‘Brexit’ – a word we in Britain have heard an enormous amount of times, so much so it was named word of the year in 2016 by Collins English Dictionary! It is officially defined as ‘the withdrawal of the United Kingdom from the European Union’. But what does this actually mean? Although, Brexit is a highly used word amongst Brits do we actually know what the EU does and what Brexit means for our future with the EU? On the 2nd November Professor. Amelia Hadfield (CBE founder and Dean International), Dr. Jamie Shea (Former NATO spokesman), Paul Adamson (Founder and Editor of Encompass) and Barbara Serra (Award-winning journalist, TV presenter and documentary-maker) discussed these ongoing questions, some questions were answered and some still left unanswered in this uncertain time for the future of the UK – EU relationship.
Flaws in the EU?
During the roundtable, panelists did not shy away from making criticisms of the EU. Dr Jamie Shea who calls himself a “passionate European federalist” described the EU as “frustrating, slow, bureaucratic and disappointing”, Prof. Amelia Hadfield answered her question “when is a union not a union?” with highlighting that having pseudo unions such as the European Political Community (EPC) complicates things. Furthermore, Prof. Hadfield emphasised the lack of energy security in the EU due to its reliance on foreign investments which was highlighted by the Ukraine war. The panelists showed that there are flaws in the EU that have been highlighted by recent crises. However, what the EU has shown is how they can use crises to “push forward” as Dr Shea said and change their perspective on how things are done, for example Dr Shea discussed how the EU has decreased its dependency on foreign natural gas to tackle energy insecurity that Prof. Hadfield highlighted was present in the EU. Furthermore, during the COVID pandemic the EU used covid recovery challenges to raise finance and give grants to member states. The performance of the EU during recent crises has even incentivised leaders such as Giorgia Meloni of Italy to remain in the EU and keep relations strong. Although there are flaws in the EU there are also strengths which have been highlighted by recent crises.

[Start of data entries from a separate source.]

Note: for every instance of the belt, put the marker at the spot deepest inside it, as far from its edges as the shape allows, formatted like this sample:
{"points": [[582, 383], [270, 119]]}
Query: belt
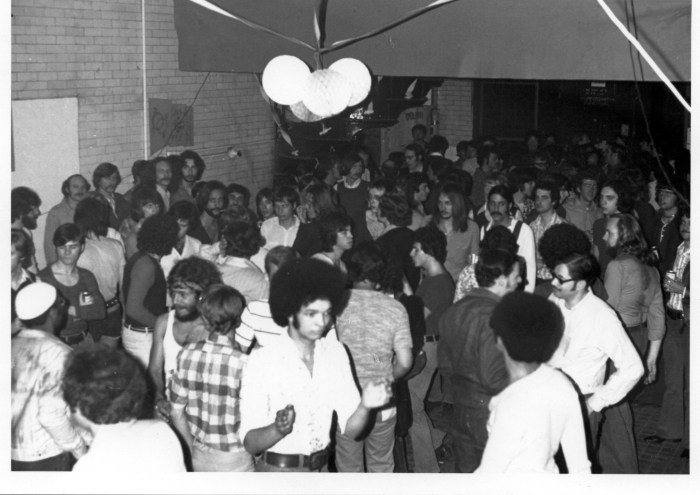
{"points": [[313, 462], [112, 302], [74, 339], [128, 326]]}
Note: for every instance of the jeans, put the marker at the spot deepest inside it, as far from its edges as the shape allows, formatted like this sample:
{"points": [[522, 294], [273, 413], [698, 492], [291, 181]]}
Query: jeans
{"points": [[208, 459], [138, 344], [673, 418], [469, 436], [378, 449], [425, 438]]}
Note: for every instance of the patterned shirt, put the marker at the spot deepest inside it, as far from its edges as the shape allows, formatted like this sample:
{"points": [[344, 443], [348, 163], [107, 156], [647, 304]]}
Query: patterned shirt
{"points": [[41, 422], [207, 385], [539, 227]]}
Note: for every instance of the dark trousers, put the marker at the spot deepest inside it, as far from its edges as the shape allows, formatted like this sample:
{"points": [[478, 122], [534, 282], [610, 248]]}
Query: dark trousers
{"points": [[60, 462], [469, 436], [673, 418]]}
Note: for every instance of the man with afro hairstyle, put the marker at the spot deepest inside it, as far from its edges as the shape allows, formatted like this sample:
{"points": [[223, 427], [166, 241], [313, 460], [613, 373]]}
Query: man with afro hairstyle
{"points": [[179, 326], [105, 389], [539, 410], [292, 386]]}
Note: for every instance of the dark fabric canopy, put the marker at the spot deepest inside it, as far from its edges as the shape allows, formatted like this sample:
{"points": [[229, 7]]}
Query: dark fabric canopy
{"points": [[497, 39]]}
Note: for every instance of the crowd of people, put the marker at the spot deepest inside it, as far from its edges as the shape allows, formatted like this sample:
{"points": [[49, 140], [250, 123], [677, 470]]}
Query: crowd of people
{"points": [[529, 290]]}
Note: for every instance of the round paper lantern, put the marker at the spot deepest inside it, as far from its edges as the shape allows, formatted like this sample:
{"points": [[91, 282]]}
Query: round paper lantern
{"points": [[326, 93], [284, 78], [302, 113], [357, 73]]}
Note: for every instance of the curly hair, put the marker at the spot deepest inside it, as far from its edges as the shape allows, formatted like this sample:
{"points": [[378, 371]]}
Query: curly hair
{"points": [[140, 197], [329, 226], [395, 208], [103, 170], [198, 162], [365, 262], [158, 235], [499, 237], [242, 240], [631, 239], [195, 273], [106, 385], [493, 265], [529, 326], [221, 306], [301, 282], [560, 241], [432, 241], [22, 201], [92, 216], [625, 196]]}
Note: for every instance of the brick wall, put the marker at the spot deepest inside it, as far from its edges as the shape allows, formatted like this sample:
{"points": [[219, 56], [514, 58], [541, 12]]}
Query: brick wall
{"points": [[454, 101], [92, 50]]}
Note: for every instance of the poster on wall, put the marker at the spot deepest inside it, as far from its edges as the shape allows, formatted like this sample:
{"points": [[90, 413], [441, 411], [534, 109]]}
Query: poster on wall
{"points": [[170, 124]]}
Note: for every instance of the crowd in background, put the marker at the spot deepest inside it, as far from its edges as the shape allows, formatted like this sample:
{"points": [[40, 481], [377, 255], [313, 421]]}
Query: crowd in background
{"points": [[528, 288]]}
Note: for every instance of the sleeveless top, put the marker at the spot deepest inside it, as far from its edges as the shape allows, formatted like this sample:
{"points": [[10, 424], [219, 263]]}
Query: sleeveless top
{"points": [[155, 297]]}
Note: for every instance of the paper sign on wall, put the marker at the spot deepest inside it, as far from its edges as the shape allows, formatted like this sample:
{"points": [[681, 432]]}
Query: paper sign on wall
{"points": [[170, 124]]}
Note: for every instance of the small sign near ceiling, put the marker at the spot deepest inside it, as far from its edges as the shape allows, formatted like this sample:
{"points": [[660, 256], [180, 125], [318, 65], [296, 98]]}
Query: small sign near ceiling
{"points": [[170, 124]]}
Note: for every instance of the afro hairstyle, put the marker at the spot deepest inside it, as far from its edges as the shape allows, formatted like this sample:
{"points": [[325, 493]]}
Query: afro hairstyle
{"points": [[529, 326], [301, 282], [560, 241], [107, 385]]}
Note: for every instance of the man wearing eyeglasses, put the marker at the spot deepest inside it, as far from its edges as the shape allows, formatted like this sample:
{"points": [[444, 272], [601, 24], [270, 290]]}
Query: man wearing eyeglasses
{"points": [[594, 334]]}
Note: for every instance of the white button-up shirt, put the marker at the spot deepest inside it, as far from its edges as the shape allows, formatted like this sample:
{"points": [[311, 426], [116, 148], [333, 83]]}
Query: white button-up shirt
{"points": [[594, 334], [276, 376]]}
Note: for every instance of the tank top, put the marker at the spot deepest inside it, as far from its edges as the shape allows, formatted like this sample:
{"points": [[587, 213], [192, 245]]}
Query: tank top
{"points": [[155, 297]]}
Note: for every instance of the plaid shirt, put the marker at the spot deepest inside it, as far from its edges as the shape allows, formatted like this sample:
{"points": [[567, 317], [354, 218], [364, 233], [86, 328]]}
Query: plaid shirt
{"points": [[207, 384]]}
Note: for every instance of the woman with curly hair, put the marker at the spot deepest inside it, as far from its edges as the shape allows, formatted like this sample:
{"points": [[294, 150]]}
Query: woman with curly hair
{"points": [[633, 285], [242, 240], [336, 238], [317, 201], [144, 288], [106, 390], [396, 242]]}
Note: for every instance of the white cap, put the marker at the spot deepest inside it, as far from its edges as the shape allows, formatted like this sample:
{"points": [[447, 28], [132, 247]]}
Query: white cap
{"points": [[34, 299]]}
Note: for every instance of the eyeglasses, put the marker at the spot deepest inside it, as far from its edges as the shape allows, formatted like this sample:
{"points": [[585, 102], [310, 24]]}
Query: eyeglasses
{"points": [[561, 281]]}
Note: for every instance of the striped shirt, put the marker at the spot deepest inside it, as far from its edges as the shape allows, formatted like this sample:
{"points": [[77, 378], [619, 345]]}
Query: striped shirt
{"points": [[207, 385]]}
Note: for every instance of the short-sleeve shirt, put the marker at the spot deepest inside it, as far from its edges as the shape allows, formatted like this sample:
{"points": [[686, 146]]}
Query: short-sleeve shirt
{"points": [[373, 326], [276, 376], [437, 293]]}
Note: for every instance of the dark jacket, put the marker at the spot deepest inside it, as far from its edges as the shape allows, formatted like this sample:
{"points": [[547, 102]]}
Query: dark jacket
{"points": [[467, 353]]}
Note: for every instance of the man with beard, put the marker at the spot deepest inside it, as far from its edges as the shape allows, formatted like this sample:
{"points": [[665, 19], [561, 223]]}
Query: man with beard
{"points": [[181, 326], [499, 204], [581, 209], [292, 387], [74, 189], [159, 174], [25, 205], [211, 201], [192, 168], [592, 336]]}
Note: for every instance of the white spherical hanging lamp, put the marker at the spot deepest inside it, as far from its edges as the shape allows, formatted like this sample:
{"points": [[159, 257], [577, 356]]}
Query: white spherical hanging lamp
{"points": [[326, 93], [357, 74], [284, 78]]}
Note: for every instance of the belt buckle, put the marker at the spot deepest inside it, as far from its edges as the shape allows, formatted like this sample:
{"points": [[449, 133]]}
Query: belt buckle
{"points": [[318, 459]]}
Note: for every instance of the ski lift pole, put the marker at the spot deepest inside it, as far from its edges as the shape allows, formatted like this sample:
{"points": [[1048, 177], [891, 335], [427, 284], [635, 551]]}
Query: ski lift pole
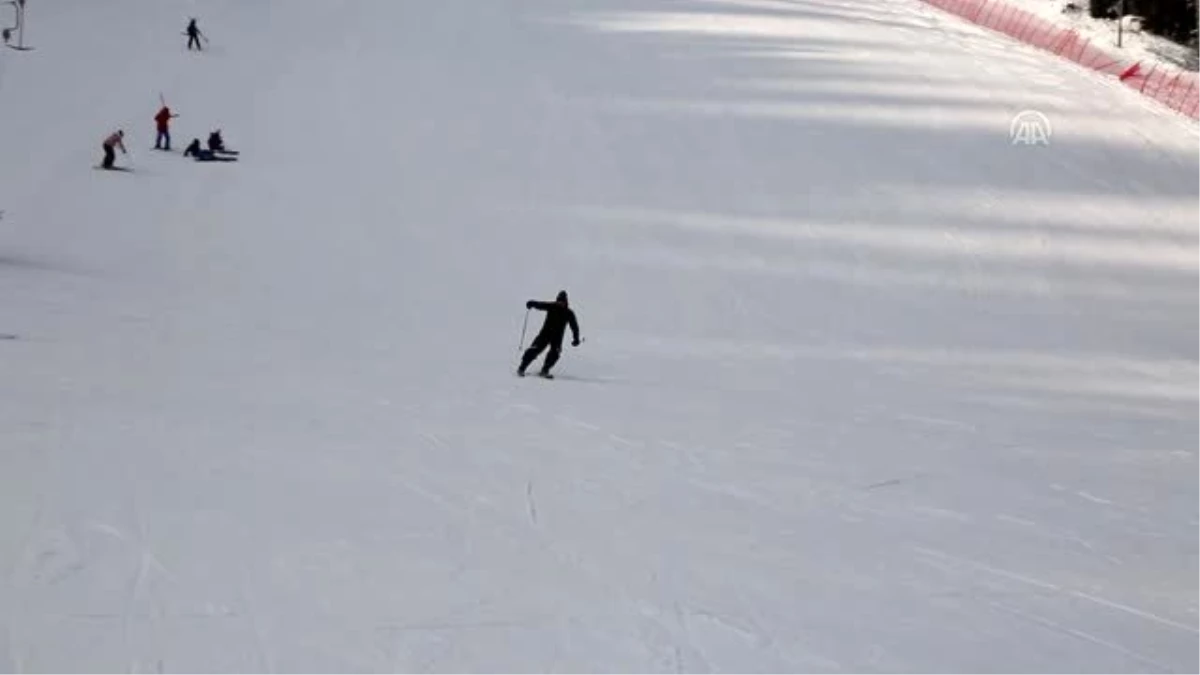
{"points": [[1120, 22]]}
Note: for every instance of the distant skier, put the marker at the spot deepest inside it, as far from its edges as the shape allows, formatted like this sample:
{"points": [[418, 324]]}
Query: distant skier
{"points": [[216, 144], [193, 36], [202, 155], [117, 139], [558, 317], [162, 121]]}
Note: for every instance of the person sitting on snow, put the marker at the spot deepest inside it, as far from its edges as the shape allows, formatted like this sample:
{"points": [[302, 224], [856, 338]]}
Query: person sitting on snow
{"points": [[202, 155]]}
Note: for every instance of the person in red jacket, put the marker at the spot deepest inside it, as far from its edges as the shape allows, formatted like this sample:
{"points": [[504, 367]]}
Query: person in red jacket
{"points": [[162, 142]]}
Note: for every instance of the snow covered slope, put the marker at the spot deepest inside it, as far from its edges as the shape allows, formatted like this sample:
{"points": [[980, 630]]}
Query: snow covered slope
{"points": [[867, 387]]}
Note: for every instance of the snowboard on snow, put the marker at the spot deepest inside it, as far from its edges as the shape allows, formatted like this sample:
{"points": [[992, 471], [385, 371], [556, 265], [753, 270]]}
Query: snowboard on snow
{"points": [[549, 376]]}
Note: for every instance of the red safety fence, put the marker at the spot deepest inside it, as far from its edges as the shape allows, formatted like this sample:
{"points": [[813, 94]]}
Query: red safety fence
{"points": [[1177, 89]]}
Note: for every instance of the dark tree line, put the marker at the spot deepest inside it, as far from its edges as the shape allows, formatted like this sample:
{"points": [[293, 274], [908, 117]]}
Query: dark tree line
{"points": [[1173, 19]]}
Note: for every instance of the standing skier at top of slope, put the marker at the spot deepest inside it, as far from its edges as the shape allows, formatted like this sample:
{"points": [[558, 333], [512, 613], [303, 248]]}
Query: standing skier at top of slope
{"points": [[558, 316]]}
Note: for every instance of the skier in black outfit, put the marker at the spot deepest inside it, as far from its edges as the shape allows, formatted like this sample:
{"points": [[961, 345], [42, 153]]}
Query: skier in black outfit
{"points": [[558, 317], [193, 35]]}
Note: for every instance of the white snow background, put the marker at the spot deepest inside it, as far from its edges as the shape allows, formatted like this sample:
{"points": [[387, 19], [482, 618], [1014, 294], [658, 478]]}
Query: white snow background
{"points": [[867, 388]]}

It is evidently an uncertain time for energy security not only within the EU but also any other nation that relies on the supply of Russian gas. In respects to energy security the UK is not as dependent on natural gas as the EU and as Prof. Hadfield highlighted the EU has a very vulnerable energy security but despite this the EU and the UK need to collectively work together to find alternative solutions to this energy insecurity. One thing is for certain, it is a fractious time for energy security, and the EU needs to decrease its dependencies on foreign supplies if it wants to avoid any complications with energy security.

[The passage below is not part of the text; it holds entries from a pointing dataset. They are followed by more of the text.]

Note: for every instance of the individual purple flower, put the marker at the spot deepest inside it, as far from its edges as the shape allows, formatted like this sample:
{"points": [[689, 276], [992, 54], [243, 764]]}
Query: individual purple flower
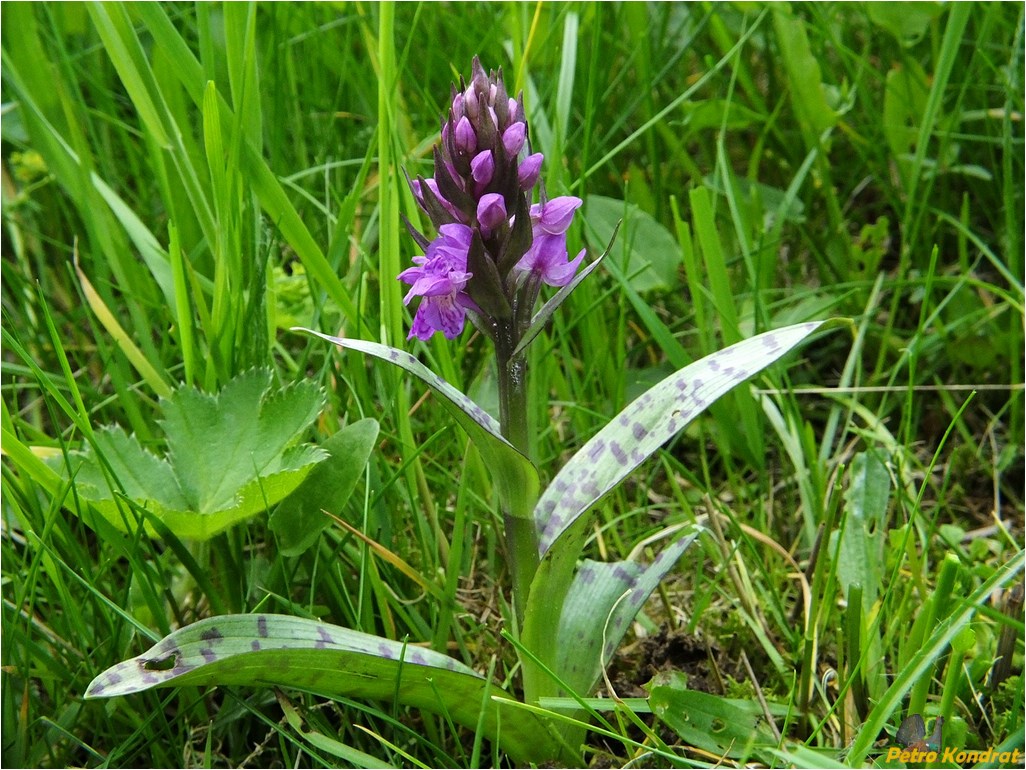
{"points": [[466, 140], [489, 233], [514, 138], [482, 167], [554, 217], [439, 278], [433, 186], [548, 258]]}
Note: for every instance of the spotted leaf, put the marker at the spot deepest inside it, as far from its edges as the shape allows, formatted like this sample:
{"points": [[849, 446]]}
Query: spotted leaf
{"points": [[515, 476], [599, 607], [262, 650], [648, 422], [606, 459]]}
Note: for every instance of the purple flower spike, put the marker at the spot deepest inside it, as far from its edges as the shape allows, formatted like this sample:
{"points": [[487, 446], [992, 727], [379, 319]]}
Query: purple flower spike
{"points": [[466, 140], [439, 277], [481, 167], [488, 232]]}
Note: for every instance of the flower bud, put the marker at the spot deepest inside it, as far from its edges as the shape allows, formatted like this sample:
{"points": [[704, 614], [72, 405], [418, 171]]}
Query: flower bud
{"points": [[513, 139], [490, 213], [529, 169], [481, 167], [466, 140]]}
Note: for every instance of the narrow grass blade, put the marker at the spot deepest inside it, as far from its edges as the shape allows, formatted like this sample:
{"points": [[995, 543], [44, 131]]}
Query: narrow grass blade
{"points": [[146, 370], [925, 657]]}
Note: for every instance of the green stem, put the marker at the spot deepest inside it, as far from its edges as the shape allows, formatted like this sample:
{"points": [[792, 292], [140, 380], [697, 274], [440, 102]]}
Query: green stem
{"points": [[521, 539]]}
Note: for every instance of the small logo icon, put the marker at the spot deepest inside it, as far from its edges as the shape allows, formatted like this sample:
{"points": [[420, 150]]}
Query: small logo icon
{"points": [[912, 734]]}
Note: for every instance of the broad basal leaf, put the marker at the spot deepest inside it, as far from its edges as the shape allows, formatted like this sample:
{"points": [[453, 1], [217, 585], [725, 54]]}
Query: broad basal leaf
{"points": [[721, 726], [609, 456], [263, 650], [599, 608], [650, 421], [300, 517], [515, 476]]}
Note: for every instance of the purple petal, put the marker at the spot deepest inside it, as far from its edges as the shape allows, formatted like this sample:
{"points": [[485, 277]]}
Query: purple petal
{"points": [[482, 166], [513, 139], [555, 216], [490, 213], [466, 140]]}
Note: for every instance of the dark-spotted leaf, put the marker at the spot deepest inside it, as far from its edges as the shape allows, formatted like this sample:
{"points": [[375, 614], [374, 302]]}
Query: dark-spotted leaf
{"points": [[723, 727], [610, 455], [301, 516], [515, 476], [263, 650], [230, 456], [648, 422], [599, 607]]}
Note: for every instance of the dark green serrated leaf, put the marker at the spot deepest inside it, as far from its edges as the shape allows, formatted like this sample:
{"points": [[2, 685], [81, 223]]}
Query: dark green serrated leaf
{"points": [[300, 518], [218, 444], [231, 456]]}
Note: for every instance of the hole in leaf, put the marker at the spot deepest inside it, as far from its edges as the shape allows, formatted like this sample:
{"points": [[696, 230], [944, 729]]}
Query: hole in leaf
{"points": [[161, 664]]}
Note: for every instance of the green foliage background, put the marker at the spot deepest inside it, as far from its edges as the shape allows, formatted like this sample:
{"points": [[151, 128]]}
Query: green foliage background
{"points": [[183, 183]]}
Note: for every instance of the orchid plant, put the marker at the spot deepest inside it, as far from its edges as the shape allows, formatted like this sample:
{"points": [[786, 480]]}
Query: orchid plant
{"points": [[499, 241]]}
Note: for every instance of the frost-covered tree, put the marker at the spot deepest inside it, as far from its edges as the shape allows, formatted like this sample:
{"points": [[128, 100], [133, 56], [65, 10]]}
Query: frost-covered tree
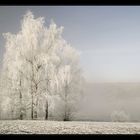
{"points": [[38, 65]]}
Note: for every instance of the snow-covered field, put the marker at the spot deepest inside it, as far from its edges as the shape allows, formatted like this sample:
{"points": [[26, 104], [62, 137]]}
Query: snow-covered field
{"points": [[75, 127]]}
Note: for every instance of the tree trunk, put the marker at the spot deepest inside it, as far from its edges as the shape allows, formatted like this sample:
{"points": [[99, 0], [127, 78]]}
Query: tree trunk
{"points": [[46, 111], [66, 116], [32, 109], [21, 109]]}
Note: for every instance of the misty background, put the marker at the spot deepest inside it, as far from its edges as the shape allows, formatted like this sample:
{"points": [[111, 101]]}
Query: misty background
{"points": [[108, 38]]}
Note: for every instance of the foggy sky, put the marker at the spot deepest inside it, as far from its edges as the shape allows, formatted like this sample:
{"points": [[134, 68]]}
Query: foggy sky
{"points": [[107, 36]]}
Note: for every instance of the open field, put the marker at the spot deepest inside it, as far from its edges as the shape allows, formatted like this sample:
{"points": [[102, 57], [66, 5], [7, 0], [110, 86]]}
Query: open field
{"points": [[73, 127]]}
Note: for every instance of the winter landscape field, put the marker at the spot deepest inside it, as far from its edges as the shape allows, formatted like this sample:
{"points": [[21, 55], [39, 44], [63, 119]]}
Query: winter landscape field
{"points": [[72, 127], [69, 70]]}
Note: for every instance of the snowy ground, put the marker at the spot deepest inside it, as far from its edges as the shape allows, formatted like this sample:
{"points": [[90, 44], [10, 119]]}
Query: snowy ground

The EPC and what it means for the UK
What was interesting about this discussion is how the panelists spoke about the EPC and what it means for the future of Europe and the UK. The EPC was described as an “anti-chamber” for non-EU member states or specifically for the UK as a “rehab clinic” as Prof. Hadfield said. However, what was been demonstrated especially by Paul Adamson is the UK’s role in shaping the EPC and building a relationship with the EU in a different way. For those of us (myself included) who wanted to remain in the EU, the EPC in some respects still allows us to have some form of seat at the table and ensures we are still part of a union. The UK even suggested holding the second meeting of the EPC but Adamson said it was “put back in its box” and will hold the fourth meeting instead. Although the EPC gives some form of hope for the future relations between the UK and EU it can also be frustrating for those who wanted to remain in the EU because it can be seen as slightly hypocritical, the UK did not want anything to do with the EU but now finds itself as the potential foundation of the EPC – an element of the EU itself. But what cannot be ignored is that as Adamson said, “the EPC is a great way to keep the UK engaged in Europe”.
The future of the UK relationship with the EU
But what does this all mean for the future of the UK-EU relationship? Brussels are very aware that the UK re-entering the EU is very unlikely and Dr Shea emphasised that it is a question of making “pragmatic arrangements” between the EU and the UK if they want to continue any form of relationship. But what is very clear and something that Dr Shea highlighted is that the EU will not wait for the UK anymore, it sees the UK as turning inward and does not want to deal with any UK issues as well as their own. The UK is still having some form of influence in Brussels under the EPC and Adamson suggested in order for the UK to maintain its influence in Brussels it needs to abide by single market rules. After listening to this extremely important discussion on the UK and the EU it is very clear that despite Brexit it seems that the UK cannot completely divorce the EU, perhaps due to its resilience to crises or its benefits to the UK economy, one thing is for certain, the UK sees many different ways in which it can engage with the EU which allows it to some degree to bypass Brussels but not break away.